Crack deflection and bridging: The presence of the soft shell can induce crack deflection and bridging, which effectively dissipates the energy of the propagating cracks. When a crack encounters a core-shell structural unit, it tends to deflect along the interface between the core and the shell, rather than propagating directly through the ceramic matrix. This crack deflection mechanism helps to increase the toughness of the material.
Energy dissipation: The soft shell can undergo plastic deformation or viscoelastic deformation, which consumes energy and dissipates the stress concentration at the crack tip. This energy dissipation mechanism helps to reduce the driving force for crack propagation and improve the toughness of the ceramic.
Phase transformation toughening: In some cases, the core-shell structural units can undergo phase transformation toughening. For example, when the core is made of a metastable phase, it can transform into a more stable phase under the stress field of the propagating crack. This phase transformation can induce volume expansion and generate compressive stresses around the crack tip, which can effectively arrest the crack propagation and enhance the toughness of the ceramic.

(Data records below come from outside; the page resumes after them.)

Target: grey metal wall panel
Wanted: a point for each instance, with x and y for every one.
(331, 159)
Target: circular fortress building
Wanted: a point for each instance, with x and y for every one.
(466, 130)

Crack bridging and pullout: The rigid core can act as a bridge to connect the crack surfaces and resist the crack opening. When a crack propagates through a ceramic matrix containing core-shell structural units, the rigid cores can bridge the crack surfaces and prevent the crack from further opening. Additionally, the soft shell can promote the pullout of the rigid cores from the matrix, which also contributes to the toughening of the ceramic.
By combining these toughening mechanisms, core-shell structural units can significantly improve the toughness of ceramics, making them more resistant to fracture and damage. This makes core-shell structural units a promising approach for the development of advanced ceramic materials with enhanced mechanical properties.